Is Pilates the latest fad? Like the ball shaped like a bean? Like the electrical belt to give you 6-pack abs? How about the weight that shakes?  Actually, Pilates has been around for over half a century. The New York Times reported that in 2005, 11 million people in the across the nation practice Pilates regularly.¹

Pilates is a form of exercise developed by Joseph Pilates to strengthen muscles, increase flexibility, and improve overall general health.

Joseph Pilates was born in Germany 1883.  In his youth, he was often sick which made him weak.  So in the first half 1900’s, he explored different ways to improve his own health.  He understood that exercises can help cure illnesses, and that there was a connection between the mental and the physical health.  Improving flexibility and strength by controlling movements efficiently seems to relax the mind.  Joseph Pilates first developed 34 mat exercises in his first book “Return to Life” in 1945.  Then he invented several apparatuses, such as the Reformer, the Cadillac, and the Chair to provide progressive resistance using springs.

Benefits of Pilates:

There are reasons why this is the exercise of choice for dancers and gymnasts.
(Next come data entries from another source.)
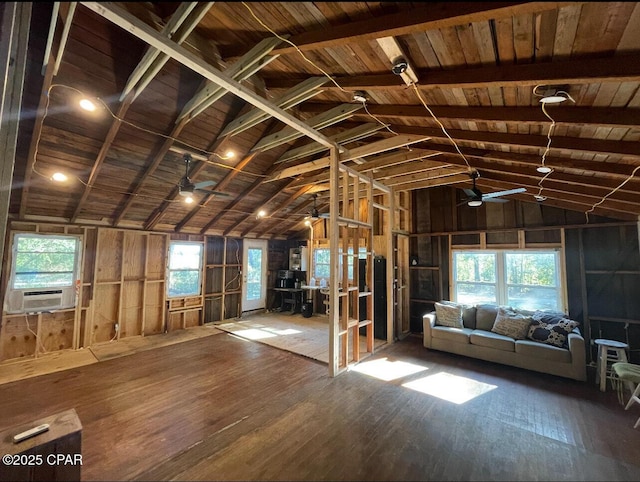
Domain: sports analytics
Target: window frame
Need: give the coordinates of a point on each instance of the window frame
(501, 282)
(75, 273)
(171, 270)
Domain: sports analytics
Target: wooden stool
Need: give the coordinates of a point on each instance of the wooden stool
(628, 372)
(609, 352)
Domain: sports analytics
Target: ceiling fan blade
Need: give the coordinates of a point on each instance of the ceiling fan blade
(210, 191)
(201, 184)
(503, 193)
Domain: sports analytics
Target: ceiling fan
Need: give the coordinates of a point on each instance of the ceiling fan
(475, 197)
(187, 188)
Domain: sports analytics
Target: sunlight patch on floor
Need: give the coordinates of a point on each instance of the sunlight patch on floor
(384, 369)
(450, 387)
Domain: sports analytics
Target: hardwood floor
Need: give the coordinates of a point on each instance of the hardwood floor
(223, 408)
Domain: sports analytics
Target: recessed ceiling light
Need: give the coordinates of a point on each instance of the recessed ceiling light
(359, 96)
(59, 177)
(87, 105)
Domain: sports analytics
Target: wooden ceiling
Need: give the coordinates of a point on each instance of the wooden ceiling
(469, 100)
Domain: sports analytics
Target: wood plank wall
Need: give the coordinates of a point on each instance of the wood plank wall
(123, 283)
(602, 258)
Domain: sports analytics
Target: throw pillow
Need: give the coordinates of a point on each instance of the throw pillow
(512, 324)
(468, 313)
(448, 315)
(550, 328)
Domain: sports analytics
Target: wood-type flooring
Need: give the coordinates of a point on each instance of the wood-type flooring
(224, 408)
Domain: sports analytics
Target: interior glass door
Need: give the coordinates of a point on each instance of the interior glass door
(254, 286)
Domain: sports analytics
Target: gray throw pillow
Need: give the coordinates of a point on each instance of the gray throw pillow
(512, 324)
(448, 315)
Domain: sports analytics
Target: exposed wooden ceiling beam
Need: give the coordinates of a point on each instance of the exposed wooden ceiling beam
(296, 95)
(249, 64)
(357, 133)
(429, 16)
(178, 30)
(151, 168)
(102, 154)
(621, 68)
(558, 191)
(600, 116)
(67, 19)
(269, 222)
(368, 150)
(577, 144)
(320, 121)
(613, 170)
(131, 24)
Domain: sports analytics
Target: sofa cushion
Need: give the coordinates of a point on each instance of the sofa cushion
(455, 335)
(492, 340)
(551, 329)
(548, 353)
(485, 316)
(511, 324)
(448, 315)
(468, 313)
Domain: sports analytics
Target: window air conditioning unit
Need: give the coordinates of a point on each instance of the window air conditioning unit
(24, 301)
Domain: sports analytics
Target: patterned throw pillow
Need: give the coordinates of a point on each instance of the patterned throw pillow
(448, 315)
(512, 324)
(551, 328)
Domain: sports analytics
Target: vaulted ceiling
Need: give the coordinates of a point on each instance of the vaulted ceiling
(469, 100)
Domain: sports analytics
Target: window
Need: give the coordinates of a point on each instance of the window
(526, 279)
(41, 261)
(44, 273)
(185, 268)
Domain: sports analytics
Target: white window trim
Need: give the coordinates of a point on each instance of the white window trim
(501, 285)
(199, 269)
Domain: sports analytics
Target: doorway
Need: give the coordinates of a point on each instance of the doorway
(254, 269)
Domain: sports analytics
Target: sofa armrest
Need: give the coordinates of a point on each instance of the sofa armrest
(577, 349)
(428, 322)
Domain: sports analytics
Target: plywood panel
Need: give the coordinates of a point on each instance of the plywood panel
(156, 256)
(174, 322)
(17, 339)
(135, 247)
(154, 309)
(131, 313)
(105, 312)
(56, 331)
(109, 255)
(192, 318)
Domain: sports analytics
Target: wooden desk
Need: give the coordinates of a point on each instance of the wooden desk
(290, 296)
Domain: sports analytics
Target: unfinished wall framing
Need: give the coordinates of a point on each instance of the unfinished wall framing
(353, 199)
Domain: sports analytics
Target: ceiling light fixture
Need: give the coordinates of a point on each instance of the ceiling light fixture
(59, 177)
(87, 105)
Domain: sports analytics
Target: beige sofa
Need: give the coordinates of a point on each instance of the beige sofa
(475, 339)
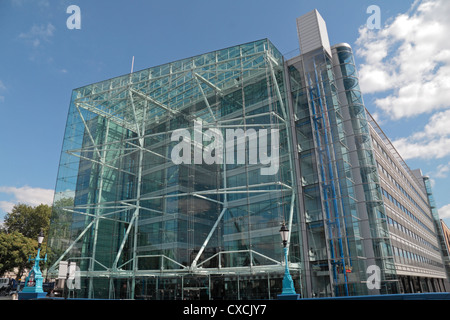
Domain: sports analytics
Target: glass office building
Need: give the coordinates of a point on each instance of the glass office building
(174, 180)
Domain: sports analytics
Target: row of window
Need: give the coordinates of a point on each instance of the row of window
(381, 168)
(405, 256)
(405, 230)
(405, 210)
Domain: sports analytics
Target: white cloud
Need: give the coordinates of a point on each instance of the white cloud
(26, 195)
(433, 142)
(444, 212)
(409, 60)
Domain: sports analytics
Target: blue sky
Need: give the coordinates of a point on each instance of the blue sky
(42, 61)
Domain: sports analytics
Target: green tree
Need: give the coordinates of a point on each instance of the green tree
(28, 220)
(15, 250)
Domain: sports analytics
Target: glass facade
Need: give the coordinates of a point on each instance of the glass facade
(174, 181)
(131, 215)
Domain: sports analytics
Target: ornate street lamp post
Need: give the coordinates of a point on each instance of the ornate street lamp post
(288, 292)
(33, 283)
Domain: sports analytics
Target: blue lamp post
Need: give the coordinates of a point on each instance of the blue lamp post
(33, 283)
(288, 292)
By performing Pilates, you can develop strength and flexibility, in order to prevent injuries.  Research has shown that Pilates is beneficial for people with low back pain.² Pilates addresses the whole body with movement through 6 basic principles.

Pilates Principles:

There are 6 principles in Pilates: breathing, concentration, control, centering, precision, and flow.

1) Breathing: Cleanses the body and increases the circulation throughout the body.  Proper breathing allows for proper engagement of core muscles.
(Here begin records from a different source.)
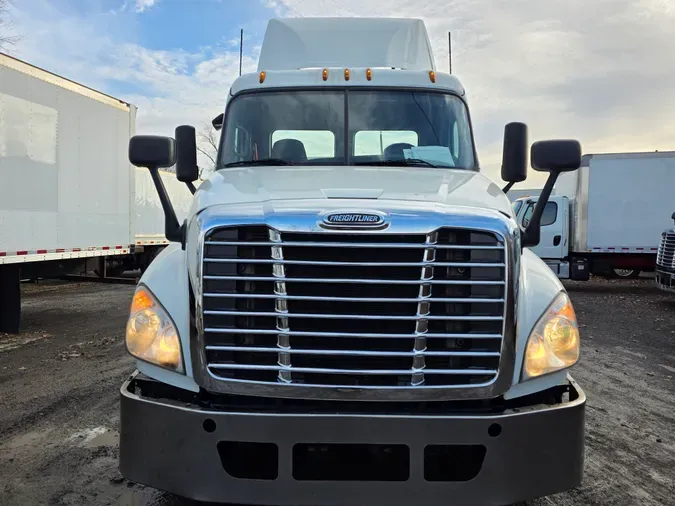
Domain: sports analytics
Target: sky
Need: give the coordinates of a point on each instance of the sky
(601, 71)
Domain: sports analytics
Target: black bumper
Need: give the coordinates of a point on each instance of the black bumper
(665, 280)
(266, 458)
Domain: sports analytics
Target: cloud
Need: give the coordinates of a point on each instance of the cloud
(143, 5)
(599, 71)
(169, 87)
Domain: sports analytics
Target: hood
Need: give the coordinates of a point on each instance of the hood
(420, 184)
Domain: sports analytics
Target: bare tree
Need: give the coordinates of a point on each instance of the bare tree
(207, 145)
(6, 26)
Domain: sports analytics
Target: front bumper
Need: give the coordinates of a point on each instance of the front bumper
(665, 280)
(288, 457)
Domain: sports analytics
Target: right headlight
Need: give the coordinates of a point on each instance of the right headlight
(554, 342)
(151, 335)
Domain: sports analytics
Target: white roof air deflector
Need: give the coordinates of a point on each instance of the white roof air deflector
(296, 43)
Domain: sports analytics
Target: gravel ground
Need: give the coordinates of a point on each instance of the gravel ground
(59, 383)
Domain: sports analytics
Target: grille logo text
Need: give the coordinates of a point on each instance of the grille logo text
(354, 219)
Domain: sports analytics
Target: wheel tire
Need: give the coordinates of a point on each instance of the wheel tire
(625, 273)
(10, 299)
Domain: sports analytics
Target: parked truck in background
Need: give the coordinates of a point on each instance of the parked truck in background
(665, 260)
(70, 201)
(607, 217)
(350, 313)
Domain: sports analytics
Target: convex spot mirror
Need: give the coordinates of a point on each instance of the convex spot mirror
(186, 154)
(514, 158)
(556, 155)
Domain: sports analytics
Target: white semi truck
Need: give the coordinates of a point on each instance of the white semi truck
(70, 201)
(607, 217)
(350, 313)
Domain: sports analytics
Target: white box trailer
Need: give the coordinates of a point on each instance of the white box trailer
(67, 190)
(607, 217)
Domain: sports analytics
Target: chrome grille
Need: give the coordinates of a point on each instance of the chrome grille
(347, 310)
(666, 254)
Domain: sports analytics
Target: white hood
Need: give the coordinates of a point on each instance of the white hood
(263, 184)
2) Concentration: Focusing on what your entire body is doing.  This increases your body’s awareness to perform each exercise properly.
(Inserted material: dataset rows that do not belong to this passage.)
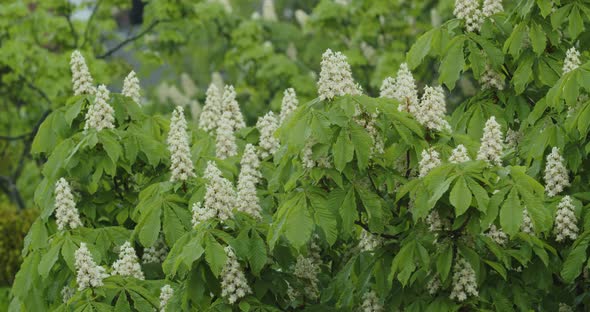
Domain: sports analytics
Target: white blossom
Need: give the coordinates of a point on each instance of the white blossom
(335, 77)
(497, 235)
(229, 104)
(234, 285)
(128, 263)
(371, 303)
(225, 141)
(88, 273)
(527, 223)
(81, 79)
(464, 281)
(491, 79)
(402, 88)
(430, 160)
(212, 110)
(301, 17)
(202, 214)
(67, 293)
(572, 60)
(157, 253)
(369, 242)
(565, 220)
(432, 108)
(459, 155)
(268, 11)
(433, 285)
(220, 195)
(66, 213)
(131, 87)
(491, 143)
(267, 125)
(491, 7)
(166, 293)
(250, 175)
(469, 11)
(181, 165)
(288, 105)
(556, 177)
(100, 114)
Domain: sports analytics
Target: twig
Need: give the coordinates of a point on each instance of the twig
(129, 40)
(14, 138)
(68, 18)
(87, 29)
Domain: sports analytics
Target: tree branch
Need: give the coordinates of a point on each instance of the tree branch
(129, 40)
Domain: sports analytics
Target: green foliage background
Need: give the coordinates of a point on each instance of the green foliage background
(121, 176)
3) Control: Muscles control all movements against gravity or resistance. 

4) Centering: The center is where you control all your movements from.  Movements flow from the center.  Abdominals, hips and thigh muscles, and back muscles encompass your center and form your core.

5) Precision: Performing the correct movement is essential to achieve the maximum benefit of the exercise.

6) Flow: Movement flows fluidly outward from a strong core.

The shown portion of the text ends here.